Qualitative data from the focus groups was analysed using a theoretical thematic analysis approach in ATLAS.ti 23.4.0 for MacOS (ATLAS.ti Scientific Software Development GmbH, Berlin, Germany; https://atlasti.com),28 following Braun and Clarke'sReference Braun and Clarke29 six phases of thematic analysis. The thematic analysis combined manual and artificial intelligence techniques to generate themes (Table 1). Before inputting any data into data analysis tools, the transcripts were anonymised by replacing all names with an identifier indicating the co-researcher type (e.g. PAR-1-PWID or PAR-2-CARER).

Table 1 Execution of Braun and Clarke's six phases of thematic analysis in the analysis of the co-production workshopsReference Braun and Clarke29

ATLAS.ti coding

Coding of the data was conducted using the ATLAS.ti ‘Intentional artificial intelligence coding’ feature, which codes the transcripts based on user-provided research questions or aims. This feature works by using generative pre-trained transformer (GPT) large language models, trained on a large body of texts and with human input. The transcripts are divided into chunks by ATLAS.ti, which are then repeatedly passed through GPT models, accounting for a ‘window of attention’ of at least 100 characters (text surrounding the text being assessed, to provide context). ATLAS.ti then automatically groups the artificial intelligence-generated codes into pre-specified categories based on the research purpose or questions input by the researcher (Table 2). Details are provided in the ATLAS.ti 24 user manual.30 As the artificial intelligence coding feature codes all text without focusing solely on co-designers’ responses, the original transcripts were revised to remove all facilitator comments. To meet the communication needs of the PwID, many of the questions in those workshops were phrased in simple yes/no and multiple choice formats. This meant that the facilitator question had to be incorporated into the PwID's response to ensure sufficient context for the artificial intelligence coding. Text that was added in this way was clearly marked as not being the co-designers’ own contribution by bolding the text and putting it in square brackets.
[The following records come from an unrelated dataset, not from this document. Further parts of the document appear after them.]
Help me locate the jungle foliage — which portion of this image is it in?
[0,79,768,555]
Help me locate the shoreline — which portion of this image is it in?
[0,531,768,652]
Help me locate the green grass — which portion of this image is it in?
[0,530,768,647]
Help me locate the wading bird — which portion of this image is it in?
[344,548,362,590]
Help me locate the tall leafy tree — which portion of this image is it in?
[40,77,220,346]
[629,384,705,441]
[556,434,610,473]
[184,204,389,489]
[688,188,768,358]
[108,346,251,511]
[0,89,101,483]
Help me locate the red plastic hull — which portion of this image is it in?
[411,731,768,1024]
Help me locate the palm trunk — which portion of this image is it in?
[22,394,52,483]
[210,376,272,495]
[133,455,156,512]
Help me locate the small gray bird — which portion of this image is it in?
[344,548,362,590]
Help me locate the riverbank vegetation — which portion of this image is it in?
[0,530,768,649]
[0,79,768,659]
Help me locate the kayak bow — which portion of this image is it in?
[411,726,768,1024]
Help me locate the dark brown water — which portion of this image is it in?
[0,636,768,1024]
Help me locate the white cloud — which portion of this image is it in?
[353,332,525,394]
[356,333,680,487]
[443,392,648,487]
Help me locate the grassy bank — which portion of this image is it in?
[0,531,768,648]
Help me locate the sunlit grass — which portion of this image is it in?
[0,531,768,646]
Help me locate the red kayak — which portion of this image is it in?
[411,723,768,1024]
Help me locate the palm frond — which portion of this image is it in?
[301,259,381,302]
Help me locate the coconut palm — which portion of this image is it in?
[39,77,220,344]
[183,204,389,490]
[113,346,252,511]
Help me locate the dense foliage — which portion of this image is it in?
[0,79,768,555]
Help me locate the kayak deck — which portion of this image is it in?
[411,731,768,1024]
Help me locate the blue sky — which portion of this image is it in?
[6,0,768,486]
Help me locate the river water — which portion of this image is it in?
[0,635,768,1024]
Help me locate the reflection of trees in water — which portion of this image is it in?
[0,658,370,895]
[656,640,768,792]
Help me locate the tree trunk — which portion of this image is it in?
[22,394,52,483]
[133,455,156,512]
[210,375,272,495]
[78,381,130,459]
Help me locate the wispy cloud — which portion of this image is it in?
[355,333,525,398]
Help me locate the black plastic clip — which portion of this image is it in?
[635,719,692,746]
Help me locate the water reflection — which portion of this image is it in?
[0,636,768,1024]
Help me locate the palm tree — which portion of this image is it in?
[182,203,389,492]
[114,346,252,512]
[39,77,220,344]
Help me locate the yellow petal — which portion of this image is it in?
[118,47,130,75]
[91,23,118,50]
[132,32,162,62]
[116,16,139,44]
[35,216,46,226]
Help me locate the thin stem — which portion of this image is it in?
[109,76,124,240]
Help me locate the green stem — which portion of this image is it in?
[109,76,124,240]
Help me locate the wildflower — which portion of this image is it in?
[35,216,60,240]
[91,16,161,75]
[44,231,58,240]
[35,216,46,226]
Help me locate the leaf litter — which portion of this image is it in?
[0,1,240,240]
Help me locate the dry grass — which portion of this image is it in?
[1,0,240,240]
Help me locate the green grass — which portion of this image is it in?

Table 2 Research questions specified for the intentional artificial intelligence coding process

PwID, people with intellectual disability.

ChatGPT theming

ChatGPT 3.5 for MacOS (OpenAI, San Francisco, California, USA; https://chat.openai.com) was used to theme the ATLAS.ti analysis to gain another perspective on these codes using the prompt ‘Create a thematic summary of the following codes’. As with ATLAS.ti, ChatGPT uses a language model (GPT-3.5) to generate text. It has also been trained on a large data-set of texts and refined using human feedback.31 This process was conducted in two different ways: the prompt was applied to all of the codes as a whole and separately to all of the codes within each code category in Table 2. The ChatGPT themes and summaries were then compared (Supplementary Appendix 4).

Trustworthiness

To improve the credibility of the results, the author conducting the thematic analysis engaged extensively with the data over a long period of time, including participating in all focus groups and multiple reviews of the transcripts to prepare them for artificial intelligence analysis. In addition, the author manually developed preliminary theoretical themes relating to the two research questions based on an in-depth review of the transcripts before viewing the artificial intelligence-generated codes (Supplementary Appendix 5). The manually and artificial intelligence-generated themes were then compared to generate the final set of themes.

Results

Co-researchers

To ensure that we gathered a range of perspectives, a diverse group of 16 stakeholders participated in the various workshops. The co-researchers included four people with mild to moderate intellectual disability, five family members of people with moderate to profound intellectual disability (three parents, a brother and a sister-in-law) and seven care professionals of people with moderate to profound intellectual disability (four carers, a care home manager, an epilepsy nurse and an epileptologist).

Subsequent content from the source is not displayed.